Allopatry results in speciation because the lack of gene flow allows populations to evolve differences that cause incompatibilities if/when the populations come back into contact.  Even relatively small amounts of genes flow are effective in homogenizing populations - this is why most speciation will require allopatry.

Reproductive isolation should be thought of as an incidental effect of evolution.  In principle, evolutionary changes caused by genetic drift or by natural selection could contribute to reproductive isolation.  It seems more likely, however, that isolation is an incidental effect of adaptive evolution.

Reinforcement
An interesting idea put forward by Dobzhansky is that speciation is not usually completed in allopatry, but rather is completed when two previously allopatric populations that are partially isolated come back into contact.   It seems unlikely this is how most speciation events are completed, but it may still occur in nature.  The idea is that when two partially reproductively isolated populations come into contact, there is some hybridization that occurs at the contact zone.  Hybrids have reduced fitness.  Therefore, individuals that produce hybrids, that is, individuals that mate with members of the other species, have reduced fitness.  If there is variation in traits that affect mate choice, then individuals that show stronger pre-mating discrimination against members of the other species are favored by natural selection.  Thus, there should be an increase in the degree of pre-mating isolation in the area where two species meet.  In principle, this could lead to the "completion" of the speciation event in the sense that complete behavioral  isolation results from reinforcement.  There are some problems with the idea.  Perhaps one of the biggest problems is that in the model, there is gene flow occurring between species, yet divergence still continues.  This is similar to the problem of sympatric speciation.

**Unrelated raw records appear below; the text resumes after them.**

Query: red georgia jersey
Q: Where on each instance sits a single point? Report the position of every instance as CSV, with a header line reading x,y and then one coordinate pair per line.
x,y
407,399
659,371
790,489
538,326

In order to demonstrate that reinforcement is occurring one must show that there is gene flow between two species, that hybrids have reduced fitness, and that pre-mating isolation is stronger in areas of sympatry than in areas of allopatry.


Fig 14.10 from Ridley
 

The distinction between reinforcement, and simple character displacement is important.  If two species hybridize yet produce completely sterile or inviable progeny, we still expect selection to favor the evolution of greater pre-mating isolation in sympatric regions because individuals that make a bad choice in mate selection (i.e., pick a mate from the wrong species) have zero fitness.  However, because there is no gene flow, speciation has already occurred without reinforcement.  Reinforcement refers specifically to the case in which selection drives the evolution of stronger pre-mating isolation in the face of ongoing gene flow between populations.

One of the strongest pieces of evidence that reinforcement may be fairly common, at least in Drosophila, is Coyne and Orr's summary of data on reproductive isolation in Drosophila.  They gathered data on the strength of pre-zygotic and post-zygotic isolation for many species pairs.  They also gathered data from the literature on allozyme divergence between the same species pairs.  Allozyme divergence becomes greater as more time has elapsed since speciation, so it could serve as an indirect estimate for the time since divergence.  Finally, they collected data  on the ranges of the species pairs to determine whether species were sympatric or were allopatric.  The interesting result from the study was that sympatric species tend to evolve strong pre-mating isolation much faster than allopatric pairs (see figure below), while post-mating isolation showed no major differences.  This is exactly what one would expect if reinforcement were common in Drosophila populations.


 

Genetics of reproductive incompatibilities
The genetic basis of species incompatibilities is unlikely to often be attributable to divergence at a single locus.  Consider an ancestral population that has genotype AA at a single locus.  Split it into two populations, one of which evolves such that it becomes fixed for the a allele (so has genotype aa).  Hybrids are sterile, and have genotype Aa.  Could the Aa genotype be the cause of the sterility? No, because the population fixed for the a allele was polymorphic for A and a during its history, and the a allele could not have spread if Aa genotypes were sterile.  The sort of reasoning led to the Dobzhansky-Muller model of reproductive incompatibilities.  An ancestral population has a two-locus genotype of AABB.  Subsequently, evolution occurs in two subpopulations such that one has genotype aaBB, the other has genotype AAbb.  The hybrids are AaBb.  Though A and a are compatible, and B and b are compatible, a and b are not necessarily compatible because the genetic combination was never "tested" by evolution.   These types of incompatibilities are probably the most important source of hybrid sterility and inviability.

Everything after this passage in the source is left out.